TOWN OF MUNSTER
Representatives from the Indiana Department of Natural Resources have
informed the Town that they will be conducting flyover spraying for gypsy moths.
The spraying process is tentatively scheduled at dawn on Tuesday, May 17. Any
residents in that are in the affected spray area (provided in the map below)
should have received a postcard informing them of the scheduled spray.
This was in 2011. Part of that mapped area was MY street/house/car/yard/parks/stores/church, etc. The plane was to fly TWICE within a two week schedule. Very low. Back and forth over the same area too many times to count. Dumping GALLONS of "cide" all over our neighborhood - only to return a few days later and do it all over again.
I fought it for my street. Handed as much information to others as I could. DNR kept repeating that the btk is a HARMLESS BACTERIA found in the soil. On and on they repeated this. Never informing the public that it was FORAY 76B to be applied and that the gm bacteria is one small ingredient in the bug killer.
I found that the early Foray 76B DID begin in Monsanto and was sold to the corp making it now. I called the rep in Canada and was told to leave the area for a few DAYS during the spraying. Precautionary yes - but that is because I KNEW what it was and what harm it could do to pregnant women, babies, elderly, transplant patients, those with HIV and the list went on.
Whenever I see those tiny green boxes on utility poles I know the DNR is testing for moths. This is only a SLOW THE SPREAD program. We don't have issue with this insect.

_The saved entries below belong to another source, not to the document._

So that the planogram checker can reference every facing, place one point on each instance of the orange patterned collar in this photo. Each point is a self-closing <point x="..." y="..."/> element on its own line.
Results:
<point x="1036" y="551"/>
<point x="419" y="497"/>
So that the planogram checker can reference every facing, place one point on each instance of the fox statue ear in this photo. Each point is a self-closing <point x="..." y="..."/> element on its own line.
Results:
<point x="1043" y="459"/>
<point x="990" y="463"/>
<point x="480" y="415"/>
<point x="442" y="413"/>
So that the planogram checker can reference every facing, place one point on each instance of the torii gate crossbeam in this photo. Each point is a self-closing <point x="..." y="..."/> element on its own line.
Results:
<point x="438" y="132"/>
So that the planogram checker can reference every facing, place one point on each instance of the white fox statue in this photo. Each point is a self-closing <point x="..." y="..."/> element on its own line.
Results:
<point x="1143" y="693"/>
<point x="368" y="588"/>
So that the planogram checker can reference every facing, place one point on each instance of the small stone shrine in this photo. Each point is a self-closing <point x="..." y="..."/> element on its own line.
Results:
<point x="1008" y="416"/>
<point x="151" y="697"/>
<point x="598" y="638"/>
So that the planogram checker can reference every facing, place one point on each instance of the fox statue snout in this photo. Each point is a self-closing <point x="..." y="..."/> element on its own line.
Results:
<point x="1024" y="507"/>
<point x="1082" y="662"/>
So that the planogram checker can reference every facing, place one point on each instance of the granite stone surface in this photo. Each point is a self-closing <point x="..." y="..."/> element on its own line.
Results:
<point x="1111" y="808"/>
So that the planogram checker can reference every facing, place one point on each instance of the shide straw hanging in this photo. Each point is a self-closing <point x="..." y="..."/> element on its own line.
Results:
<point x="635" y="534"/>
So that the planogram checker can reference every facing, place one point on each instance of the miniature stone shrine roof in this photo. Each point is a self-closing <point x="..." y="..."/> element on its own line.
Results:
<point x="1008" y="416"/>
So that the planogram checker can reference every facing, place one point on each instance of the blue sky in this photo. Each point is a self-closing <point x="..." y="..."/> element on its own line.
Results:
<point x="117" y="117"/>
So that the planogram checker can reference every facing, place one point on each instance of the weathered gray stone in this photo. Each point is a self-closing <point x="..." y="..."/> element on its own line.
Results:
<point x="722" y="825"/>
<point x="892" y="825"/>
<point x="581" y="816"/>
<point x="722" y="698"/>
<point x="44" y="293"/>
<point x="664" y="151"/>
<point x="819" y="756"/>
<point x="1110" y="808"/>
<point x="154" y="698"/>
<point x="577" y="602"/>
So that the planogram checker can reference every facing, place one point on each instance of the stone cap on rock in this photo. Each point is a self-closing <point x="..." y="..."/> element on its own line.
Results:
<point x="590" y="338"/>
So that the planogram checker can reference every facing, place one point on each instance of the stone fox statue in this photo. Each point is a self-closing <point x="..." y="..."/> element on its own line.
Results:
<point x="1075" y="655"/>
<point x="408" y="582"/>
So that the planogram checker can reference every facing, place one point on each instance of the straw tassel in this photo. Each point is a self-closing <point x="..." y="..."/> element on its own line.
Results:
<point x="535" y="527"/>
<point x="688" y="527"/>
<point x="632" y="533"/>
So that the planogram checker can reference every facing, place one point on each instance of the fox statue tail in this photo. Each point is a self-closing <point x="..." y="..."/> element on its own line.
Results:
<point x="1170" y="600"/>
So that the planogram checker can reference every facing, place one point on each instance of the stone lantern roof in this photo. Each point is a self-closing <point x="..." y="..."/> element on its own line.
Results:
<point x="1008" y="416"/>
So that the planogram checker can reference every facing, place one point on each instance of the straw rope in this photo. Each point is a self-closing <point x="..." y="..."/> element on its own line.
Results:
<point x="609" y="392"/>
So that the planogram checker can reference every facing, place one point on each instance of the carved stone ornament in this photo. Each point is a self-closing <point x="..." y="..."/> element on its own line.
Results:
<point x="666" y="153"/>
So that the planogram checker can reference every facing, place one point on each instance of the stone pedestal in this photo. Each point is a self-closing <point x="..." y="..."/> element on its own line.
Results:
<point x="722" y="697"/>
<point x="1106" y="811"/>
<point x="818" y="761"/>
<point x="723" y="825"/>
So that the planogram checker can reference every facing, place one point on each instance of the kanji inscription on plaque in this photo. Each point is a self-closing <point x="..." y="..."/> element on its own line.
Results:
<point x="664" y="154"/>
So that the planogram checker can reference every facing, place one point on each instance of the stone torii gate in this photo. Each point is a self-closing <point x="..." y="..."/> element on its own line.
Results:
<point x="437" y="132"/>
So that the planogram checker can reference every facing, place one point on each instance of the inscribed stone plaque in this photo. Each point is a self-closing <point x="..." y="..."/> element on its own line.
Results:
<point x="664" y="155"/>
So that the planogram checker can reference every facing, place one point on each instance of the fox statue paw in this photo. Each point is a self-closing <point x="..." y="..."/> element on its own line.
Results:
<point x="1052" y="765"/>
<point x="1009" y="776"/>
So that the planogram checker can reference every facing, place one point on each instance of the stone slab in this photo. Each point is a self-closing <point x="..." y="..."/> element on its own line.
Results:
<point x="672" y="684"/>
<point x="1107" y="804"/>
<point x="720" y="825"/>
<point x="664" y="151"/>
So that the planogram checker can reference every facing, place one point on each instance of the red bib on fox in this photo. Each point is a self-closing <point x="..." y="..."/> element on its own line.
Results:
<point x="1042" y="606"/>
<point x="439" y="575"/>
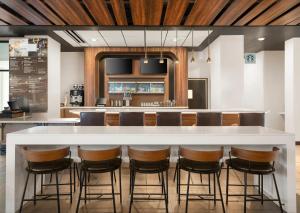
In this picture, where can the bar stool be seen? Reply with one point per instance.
(149, 161)
(98, 162)
(253, 162)
(209, 119)
(200, 162)
(42, 162)
(168, 118)
(92, 119)
(131, 118)
(252, 119)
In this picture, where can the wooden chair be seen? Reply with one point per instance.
(97, 162)
(168, 118)
(131, 118)
(209, 119)
(42, 162)
(199, 162)
(253, 162)
(149, 161)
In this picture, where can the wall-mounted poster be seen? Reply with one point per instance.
(28, 73)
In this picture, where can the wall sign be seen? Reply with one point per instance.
(250, 58)
(28, 78)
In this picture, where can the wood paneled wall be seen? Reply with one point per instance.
(91, 69)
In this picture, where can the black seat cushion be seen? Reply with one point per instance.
(250, 166)
(50, 166)
(150, 167)
(199, 167)
(101, 166)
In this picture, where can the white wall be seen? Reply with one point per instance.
(292, 87)
(72, 72)
(200, 69)
(227, 72)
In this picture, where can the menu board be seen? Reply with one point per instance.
(28, 77)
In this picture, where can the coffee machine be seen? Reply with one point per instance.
(77, 95)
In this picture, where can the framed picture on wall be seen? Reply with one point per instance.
(197, 93)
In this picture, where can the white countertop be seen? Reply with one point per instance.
(38, 119)
(155, 109)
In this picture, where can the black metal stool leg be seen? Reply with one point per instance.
(245, 192)
(215, 201)
(220, 190)
(277, 191)
(81, 179)
(132, 190)
(165, 191)
(71, 184)
(34, 190)
(113, 190)
(120, 184)
(227, 183)
(24, 192)
(42, 183)
(57, 193)
(187, 193)
(262, 190)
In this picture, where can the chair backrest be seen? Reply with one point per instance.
(149, 155)
(92, 118)
(99, 155)
(256, 156)
(32, 155)
(209, 119)
(168, 118)
(131, 118)
(201, 156)
(252, 119)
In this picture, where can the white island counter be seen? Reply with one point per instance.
(252, 137)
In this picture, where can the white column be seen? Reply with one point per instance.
(227, 72)
(292, 87)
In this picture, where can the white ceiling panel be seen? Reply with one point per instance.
(153, 37)
(199, 37)
(67, 38)
(134, 38)
(92, 38)
(171, 37)
(114, 38)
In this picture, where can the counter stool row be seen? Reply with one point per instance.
(147, 160)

Two months later the towns are spraying for mosquitoes. Without a care for safety.
Thank you for this information. I will be sharing it with my contacts at the DNR.
ETA: Some information I relied on http://www.nosprayzone.org/pesticides/index.html
Bacillus thuringiensis var kurstaki
is a bacteria that is related to a natural bacteria (Bt) found in soil at extremely low concentrations. Btk strains in Foray 48B are not commonly found in soil. Researchers found a mutant strain of Btk, generically called an HD-1 type, in a sample and selectively bred it for maximum activity against caterpillars. Btk strains used in commercial pesticides are not found in any significant quantity in their present form (yet!) in nature and may be genetically modified; some have been patented (it is not possible to patent a natural life form). For a better understanding of how Btk works, see our short Bt primer.
"All subspecies of Bt produce a substance, called a protoxin, that becomes poisonous when it is ingested by target insects (caterpillars for Btk). The only reason we are not poisoned is that the acid in our digestive tract deactivates the protoxin
. However, this might not be completely true if you inhale Btk
protoxin. Btk is also toxic
in its own right; in the lab it has been observed to destroy cell walls in animal tissue.
It is claimed that Btk is a natural insecticide that is found in the soil and is used on organic crops. This is only partly true. While Btk is used somewhat today as an organic pest control, there is increasing awareness in the organic farming community that Btk could soon be a genetically modifed organism
and probably should be avoided
. When we eat vegetables or fruits sprayed with Btk, we only swallow a tiny amount of it, especially since most of the Btk is destroyed by the UV in sunlight after a few days of exposure. During a neighborhood spraying one would expect to inhale more Btk spores
than would be consumed in a year's worth of food. In addition, Btk is inactivated to some extent by injesting it, but it spores may germinate and temporarily colonize the human respiratory tract after sprayings.
Btk insecticidal strains produce protoxin at a level higher than that of the organisms commonly found in soil. The protoxin itself is isolated as a chemical (called crystalline protoxin or parasporal inclusion bodies
) and mixed with the Btk in Foray 48B.
No Spray Zone maintains an active survey of health literature on Btk, some of which is found on our Btk Information Page.
While this pesticide was raining down from the crop duster, kids were on the corners waiting for the school bus. People were at the park walking their pets. My own Town claimed ignorance of the spraying. The only reason the above posted Town of Munster Press Release was done was due to the fact I went to the schools, day cares, stores, libraries, etc with the information and many people began calling the Town Board. That was for Munster only
. My Town was Highland. There was NO warning. NO Press Release in the papers...just me and my packet of info dropped off at schools, hospital, day cares, etc. The copies alone that I made cost a fortune but time was running out.
The sprays continue throughout Indiana and Illinois.